Dr. Oluwasanmi Oladapo Adenaiye
February 14, 2018

Dr. Oluwasanmi Oladapo Adenaiye, known by most at the School of Public Health as “Dr. Sanmi,” is not your typical MPH student.

He arrived in Maryland in 2016 from Nigeria to study under Dr. Donald Milton. He is part of the CATCH the Virus influenza research study team led by Dr. Milton, and he wants to learn more about how the flu is spread.

Dr. Adenaiye was born in Ibadan, Nigeria, to an engineer father and university lecturer mother in the southern part of the African nation. He attended medical school at the University of Ilorin in the more densely populated northern part of the country.

During his medical school rotations, Dr. Adenaiye noticed patients and sometimes staff catching infections or diseases because of improper sanitation and other problems caused by people living in very close quarters.

“I would see a lot of healthcare providers at some point coming down with illness despite practicing proper protections,” he said. Those observations began to spark his interest in public health. “I realized there is so much that can be done in terms of preventing people from developing these types of diseases.”
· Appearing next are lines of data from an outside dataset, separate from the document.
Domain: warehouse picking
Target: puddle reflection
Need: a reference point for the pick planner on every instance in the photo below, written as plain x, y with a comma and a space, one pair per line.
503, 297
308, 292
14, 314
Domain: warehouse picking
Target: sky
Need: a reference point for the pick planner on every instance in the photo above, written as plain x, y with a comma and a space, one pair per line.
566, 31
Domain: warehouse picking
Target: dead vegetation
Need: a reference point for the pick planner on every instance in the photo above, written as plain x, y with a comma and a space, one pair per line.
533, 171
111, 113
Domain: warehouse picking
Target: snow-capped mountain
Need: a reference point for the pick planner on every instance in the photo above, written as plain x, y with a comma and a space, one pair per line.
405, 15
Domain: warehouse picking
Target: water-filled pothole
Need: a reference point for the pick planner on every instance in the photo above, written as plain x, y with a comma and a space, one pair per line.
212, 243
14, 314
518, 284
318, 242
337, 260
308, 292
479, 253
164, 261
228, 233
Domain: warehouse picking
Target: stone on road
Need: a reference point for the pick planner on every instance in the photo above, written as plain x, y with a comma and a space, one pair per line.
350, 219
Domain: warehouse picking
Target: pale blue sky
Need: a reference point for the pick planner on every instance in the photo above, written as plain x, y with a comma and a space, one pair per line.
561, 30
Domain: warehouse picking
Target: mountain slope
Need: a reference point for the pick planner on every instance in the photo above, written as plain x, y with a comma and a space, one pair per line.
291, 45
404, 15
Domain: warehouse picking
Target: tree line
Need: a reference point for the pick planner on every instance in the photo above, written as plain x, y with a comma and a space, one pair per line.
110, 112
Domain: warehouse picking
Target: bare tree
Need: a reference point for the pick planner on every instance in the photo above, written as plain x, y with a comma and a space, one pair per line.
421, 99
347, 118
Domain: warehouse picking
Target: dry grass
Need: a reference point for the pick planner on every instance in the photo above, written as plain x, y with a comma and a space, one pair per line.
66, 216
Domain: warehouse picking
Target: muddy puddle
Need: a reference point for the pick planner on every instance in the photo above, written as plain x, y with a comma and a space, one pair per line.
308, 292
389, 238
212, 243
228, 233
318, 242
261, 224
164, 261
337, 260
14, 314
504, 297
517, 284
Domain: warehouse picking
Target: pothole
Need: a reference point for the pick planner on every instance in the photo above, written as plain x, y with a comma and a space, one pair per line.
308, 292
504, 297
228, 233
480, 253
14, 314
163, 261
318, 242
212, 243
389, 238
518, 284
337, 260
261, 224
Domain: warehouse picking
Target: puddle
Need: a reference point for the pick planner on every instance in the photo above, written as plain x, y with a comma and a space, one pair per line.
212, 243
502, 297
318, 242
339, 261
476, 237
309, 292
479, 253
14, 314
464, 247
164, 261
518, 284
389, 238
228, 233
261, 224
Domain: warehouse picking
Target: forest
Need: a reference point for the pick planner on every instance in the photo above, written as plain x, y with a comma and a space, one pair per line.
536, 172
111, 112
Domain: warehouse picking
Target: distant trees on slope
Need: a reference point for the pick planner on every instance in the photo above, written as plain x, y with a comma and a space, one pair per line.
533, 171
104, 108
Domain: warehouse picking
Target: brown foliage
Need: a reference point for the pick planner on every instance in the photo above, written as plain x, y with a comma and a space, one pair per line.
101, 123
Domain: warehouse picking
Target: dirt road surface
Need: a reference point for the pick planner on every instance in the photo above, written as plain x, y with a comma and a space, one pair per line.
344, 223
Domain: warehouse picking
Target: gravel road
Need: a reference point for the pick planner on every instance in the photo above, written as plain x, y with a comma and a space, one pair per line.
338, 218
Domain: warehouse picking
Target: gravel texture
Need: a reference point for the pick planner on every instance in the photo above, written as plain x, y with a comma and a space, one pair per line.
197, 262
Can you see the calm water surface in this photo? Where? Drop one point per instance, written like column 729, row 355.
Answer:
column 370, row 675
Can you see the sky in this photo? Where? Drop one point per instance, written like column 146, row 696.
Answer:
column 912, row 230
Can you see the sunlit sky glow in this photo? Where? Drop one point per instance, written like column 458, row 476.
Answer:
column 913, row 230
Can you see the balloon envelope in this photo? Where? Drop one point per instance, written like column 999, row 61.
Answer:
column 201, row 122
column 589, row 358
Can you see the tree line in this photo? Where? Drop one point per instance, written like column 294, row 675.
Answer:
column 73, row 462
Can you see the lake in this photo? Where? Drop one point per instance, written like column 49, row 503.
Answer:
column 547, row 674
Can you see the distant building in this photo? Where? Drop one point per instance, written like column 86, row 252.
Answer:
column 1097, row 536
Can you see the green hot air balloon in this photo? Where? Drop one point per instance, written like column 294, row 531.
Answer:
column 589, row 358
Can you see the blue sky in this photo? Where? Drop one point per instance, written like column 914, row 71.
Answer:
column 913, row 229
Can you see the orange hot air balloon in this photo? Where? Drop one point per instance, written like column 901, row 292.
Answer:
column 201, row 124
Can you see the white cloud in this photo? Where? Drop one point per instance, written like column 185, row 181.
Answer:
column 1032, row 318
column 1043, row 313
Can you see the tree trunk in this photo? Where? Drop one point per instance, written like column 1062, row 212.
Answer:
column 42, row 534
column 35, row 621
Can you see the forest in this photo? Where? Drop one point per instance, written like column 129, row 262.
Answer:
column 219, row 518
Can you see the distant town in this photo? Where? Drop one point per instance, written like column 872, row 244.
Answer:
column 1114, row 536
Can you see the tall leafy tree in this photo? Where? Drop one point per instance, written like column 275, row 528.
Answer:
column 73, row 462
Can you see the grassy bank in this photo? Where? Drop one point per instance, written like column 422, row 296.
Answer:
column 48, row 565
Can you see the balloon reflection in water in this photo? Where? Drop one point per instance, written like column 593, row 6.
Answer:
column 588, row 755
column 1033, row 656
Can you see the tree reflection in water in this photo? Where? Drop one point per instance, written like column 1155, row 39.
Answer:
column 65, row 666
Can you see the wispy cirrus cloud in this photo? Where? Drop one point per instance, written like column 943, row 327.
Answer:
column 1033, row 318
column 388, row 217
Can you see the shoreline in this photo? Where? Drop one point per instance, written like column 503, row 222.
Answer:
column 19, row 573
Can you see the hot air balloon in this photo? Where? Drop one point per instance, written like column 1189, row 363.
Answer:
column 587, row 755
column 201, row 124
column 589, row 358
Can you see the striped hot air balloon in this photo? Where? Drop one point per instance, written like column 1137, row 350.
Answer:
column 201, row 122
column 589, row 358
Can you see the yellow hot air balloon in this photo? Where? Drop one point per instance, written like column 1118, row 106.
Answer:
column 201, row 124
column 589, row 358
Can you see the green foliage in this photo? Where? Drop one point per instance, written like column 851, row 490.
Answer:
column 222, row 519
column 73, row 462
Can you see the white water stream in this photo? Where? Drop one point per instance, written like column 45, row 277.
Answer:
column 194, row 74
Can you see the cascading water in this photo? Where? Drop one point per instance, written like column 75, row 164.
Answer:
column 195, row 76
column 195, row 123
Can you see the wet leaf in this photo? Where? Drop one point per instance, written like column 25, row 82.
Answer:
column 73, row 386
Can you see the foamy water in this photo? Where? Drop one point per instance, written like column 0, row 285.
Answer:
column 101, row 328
When Dr. Adenaiye left school in 2013, he headed back to the southern part of the country, getting a job in the coastal city of Lagos. The move coincided with the beginnings of the Ebola outbreak that swept western Africa, mainly in the countries of Guinea, Liberia and Sierra Leone.

As a first-year intern, Dr. Adenaiye was the first point of contact when new patients arrived at the hospital. As the epidemic began to spread, patients who had symptoms considered normal under ordinary circumstances became extraordinary to the staff, who which was on high alert.

“I don’t think I ever saw a patient who had Ebola, but you never knew,” he said.

Doctors would wear full protective gear when seeing new patients—but even being fully protected does not guarantee safety from the virus. And test results from patients suspected of the illness could take several days, if not weeks, he said.

“You could not just see but feel the fear in your colleagues, and you were just so unsure what was going to happen next,” he said. “Getting a cold would be like a horror – you begin to wonder whether or not anyone had the illness.”

Nigeria was not the most hard-hit country during the outbreak, but the experience solidified Dr. Adenaiye’s desire to learn more about public health, because of the impact it can have in preventing epidemics and other outbreaks from starting.

“True practices of public health will prevent someone from getting sick in the first place,” he said. “With true public health practices, we can prevent millions of people from getting sick, as opposed to clinical medicine, where you treat one person at a time.”

Dr. Adenaiye began researching academic programs, and first came across some of Dr. Milton’s research in a newspaper article. He then researched and read other studies and papers written by Dr. Milton. He was particularly interested in Dr. Milton’s research about the way architects can build buildings to minimize exposure to pathogens.

“The environment has an influence on everything,” Dr. Adenaiye said. “Some things you cannot control, but you can control your environment.”

Once he completes his Master’s degree, Dr. Adenaiye said he hopes to go on to earn a PhD before returning home to Nigeria. He wants to get more involved with vaccine development and designing new structures that limit disease transmission in hospitals, schools and other parts of the built environment.

“The battle against communicable disease is not over,” he said. “We need more resources allocated towards prevention, and not just prescriptions of antibiotics for infection.”